Uma vez no palco, Savage trouxe seus graves, sintetizadores estourados e a voz por vezes sussurrada. Em certos momentos, projetava luzes por toda a multidão que se estendia pelo gramado. Em outros, projeções vermelho-sangue centralizavam a iluminação pelos telões.
Entre a fumaça sobre o palco, as luzes piscantes e os filtros em preto e branco nas telas laterais, Savage lembrava uma espécie de vulto.
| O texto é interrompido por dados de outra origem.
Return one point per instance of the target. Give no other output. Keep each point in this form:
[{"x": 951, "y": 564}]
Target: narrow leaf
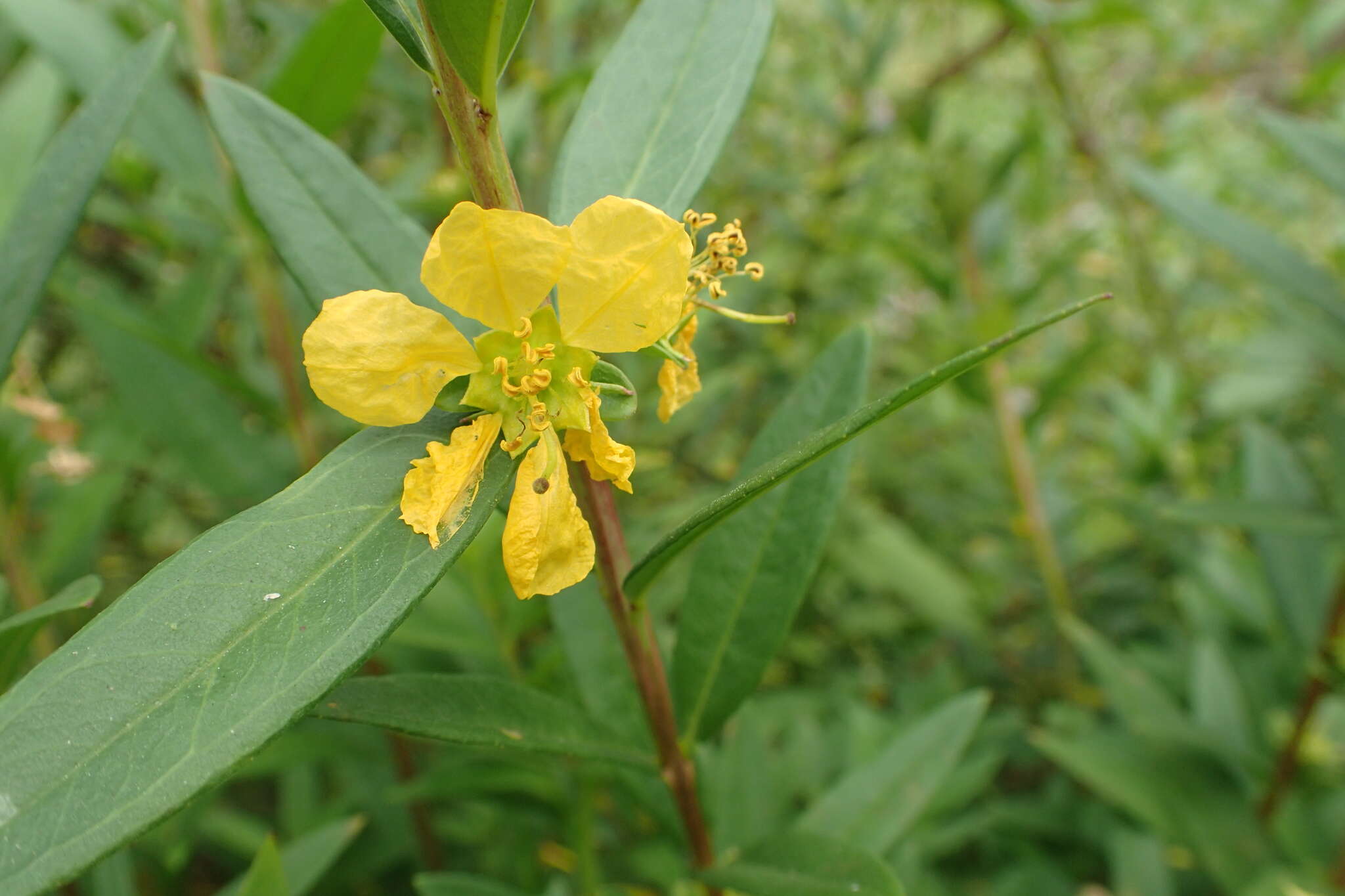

A impressão dialoga com seu repertório denso, conhecido por abordar a violência, disputas sociais e dilemas da fama, mas também irreverente —sua "10 Freaky Girls", uma das músicas que o público acompanhou com mais empolgação, referencia o desenho Bob Esponja e as correntes que escravos carregavam.
Apesar de vozes entusiasmadas terem seguido hits como "Rockstar" e "Bank Account", em que o rapper compara a riqueza à criação violenta, alguns espectadores deixaram o show pouco menos de 20 minutos após ele subir ao palco.